Cinq se situent entre 95 % et 98 % : il s'agit des secteurs du commerce (97,94 %), de l'enseignement supérieur (95,38 %), de la recherche (95,80 %), de l'environnement (95,39 %), de la défense (97,35 %). Six se situent entre le taux moyen de 92,43 % et 95 % : il s'agit de l'industrie (94,73 %), du commerce extérieur (94,98 %), de l'enseignement secondaire (dont les résultats partiels, hors DOM, sont de 94,12 %), de l'outre-mer (94,62 %) et de la jeunesse et des sports (92,51 %, 100 % hors Ile-de-France) et de l'agriculture (92,83 %).

Six secteurs sont très éloignés non seulement de l'objectif de 100 % mais du taux moyen puisqu'ils se situent au-dessous de 90 %. Il s'agit des secteurs de santé-social (85,01 %), de la culture (82,08 %), de l'équipement (87,73 %), des affaires étrangères (88,42 %) de la coopération (75,13 %) et des charges communes (77,41 %).

Il convient de souligner que les retards de programmation ne sont pas seulement liés à la réduction du déficit budgétaire, mise en uvre dans la perspective de la monnaie unique sur un nombre important de ministères, les résultats s'expliquent aussi par des problèmes à caractère technique, du fait notamment de la programmation dans les contrats de plan Etat-région d'opérations non prêtes ou non étudiées.

Par circulaire du 31 juillet 1998 publiée au Journal officiel du 12 septembre, le Premier ministre a demandé aux ministères de tout mettre en uvre pour que les contrats en cours soient achevés dans les meilleures conditions. Les préfets pourraient être autorisés à terminer d'engager en l'an 2000 les crédits que les administrations centrales leur auront délégués en 1999, dernière année des contrats.

En ce qui concerne le volet routier, les perspectives d'achèvement des contrats fin 1999 sont les suivantes : Alsace 82,40 % ; Aquitaine 81,97 % ; Auvergne 86,77 % ; Bourgogne 86,37 % ; Bretagne 80,57 % ; Centre 82,92 % ; Champagne-Ardennes 81,19 % ; Corse 100 % ; Franche-Comté 81,69 % ; Ile-de-France 85,74 % ; Languedoc-Roussillon 71,16 % (taux lié au faible degré d'avancement de la RN 88 en Lozère) ; Limousin 88,31 % ; Lorraine 79,76 % ; Midi-Pyrénées 84,88 % ; Nord - Pas-de-Calais 81,24 % ; Basse-Normandie 86,02 % ; Haute-Normandie 89,02 % ; Pays-de-la-Loire 80,10 % ; Picardie 82,92 % ; Poitou-Charente 82,27 % ; Provence-Alpes - Côte d'Azur 84,07 % ; Rhône-Alpes 76,80 % ; Guadeloupe 81,67 % ; Martinique 81,43 % ; Guyane 82,88 % ; Réunion 81,71 % ; Mayotte 81,40 % ; Saint-Pierre-et-Miquelon 90 % ; Wallis et Futuna 53,76 % ; Polynésie 73,60 % ; Nouvelle-Calédonie 98,05 %.

Total : 82,67 %. Ces éléments établis au premier trimestre 1999 sont susceptibles d'évolution dans le cadre d'une fourchette de 1 % à 2 %. Les résultats définitifs ne seront connus qu'à la clôture des engagements.

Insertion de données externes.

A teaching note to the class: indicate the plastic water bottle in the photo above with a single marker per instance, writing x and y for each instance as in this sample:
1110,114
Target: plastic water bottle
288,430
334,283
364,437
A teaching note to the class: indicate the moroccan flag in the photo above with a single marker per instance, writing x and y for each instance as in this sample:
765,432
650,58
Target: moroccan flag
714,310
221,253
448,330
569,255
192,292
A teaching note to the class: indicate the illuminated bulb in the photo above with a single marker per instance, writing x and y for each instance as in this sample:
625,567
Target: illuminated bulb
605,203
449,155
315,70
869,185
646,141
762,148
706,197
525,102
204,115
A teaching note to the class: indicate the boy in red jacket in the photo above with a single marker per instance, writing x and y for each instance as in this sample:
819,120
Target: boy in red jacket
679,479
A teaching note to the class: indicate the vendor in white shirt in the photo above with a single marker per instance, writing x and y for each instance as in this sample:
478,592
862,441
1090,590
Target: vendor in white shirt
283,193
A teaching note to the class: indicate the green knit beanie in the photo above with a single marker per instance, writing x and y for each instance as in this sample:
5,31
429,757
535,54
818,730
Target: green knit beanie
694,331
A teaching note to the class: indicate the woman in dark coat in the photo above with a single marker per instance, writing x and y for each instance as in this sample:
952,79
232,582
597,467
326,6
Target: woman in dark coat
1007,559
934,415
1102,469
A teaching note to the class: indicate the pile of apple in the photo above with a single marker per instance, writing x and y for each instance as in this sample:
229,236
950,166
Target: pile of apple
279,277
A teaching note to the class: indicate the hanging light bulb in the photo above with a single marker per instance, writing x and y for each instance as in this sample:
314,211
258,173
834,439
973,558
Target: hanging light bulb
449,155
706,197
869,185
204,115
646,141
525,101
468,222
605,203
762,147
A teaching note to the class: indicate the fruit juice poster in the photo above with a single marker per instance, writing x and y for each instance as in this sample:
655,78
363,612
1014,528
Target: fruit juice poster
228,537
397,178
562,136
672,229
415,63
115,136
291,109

En ce qui concerne la prise en compte du département des Deux-Sèvres dans les prochains programmes européens (2000-2006), il convient de rappeler que le Gouvernement procède à une consultation formelle de tous les partenaires territoriaux appelés à mettre en uvre ultérieurement ces politiques.

La circulaire adressée le 9 septembre 1999 aux préfets de région accomplit l'engagement du Gouvernement de permettre, notamment dans le cadre de la conférence régionale d'aménagement et de développement du territoire (CRADT) que toutes les positions régionales, départementales et éventuellement communales puissent être entendues à l'occasion de la préparation du zonage Objectif 2 dont les fondements ont été rendus publics.

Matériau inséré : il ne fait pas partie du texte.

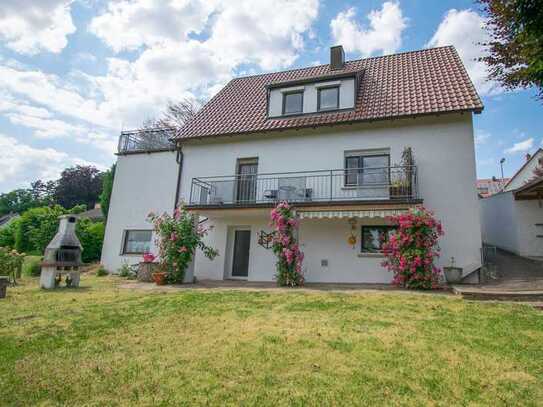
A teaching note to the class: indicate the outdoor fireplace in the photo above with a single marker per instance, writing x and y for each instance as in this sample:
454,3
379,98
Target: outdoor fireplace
62,256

Les Deux-Sèvres peuvent donc faire part de leurs préoccupations au préfet de région. La procédure de consultation sur le zonage de l'Objectif 2 est aussi déconcentrée que possible pour tenir compte au mieux des spécificités de chacune de nos régions. Les préfets de région ont une grande latitude d'appréciation, sachant que le zonage existant ne saurait, en aucun cas, être considéré comme reflétant des besoins légitimes à pérenniser.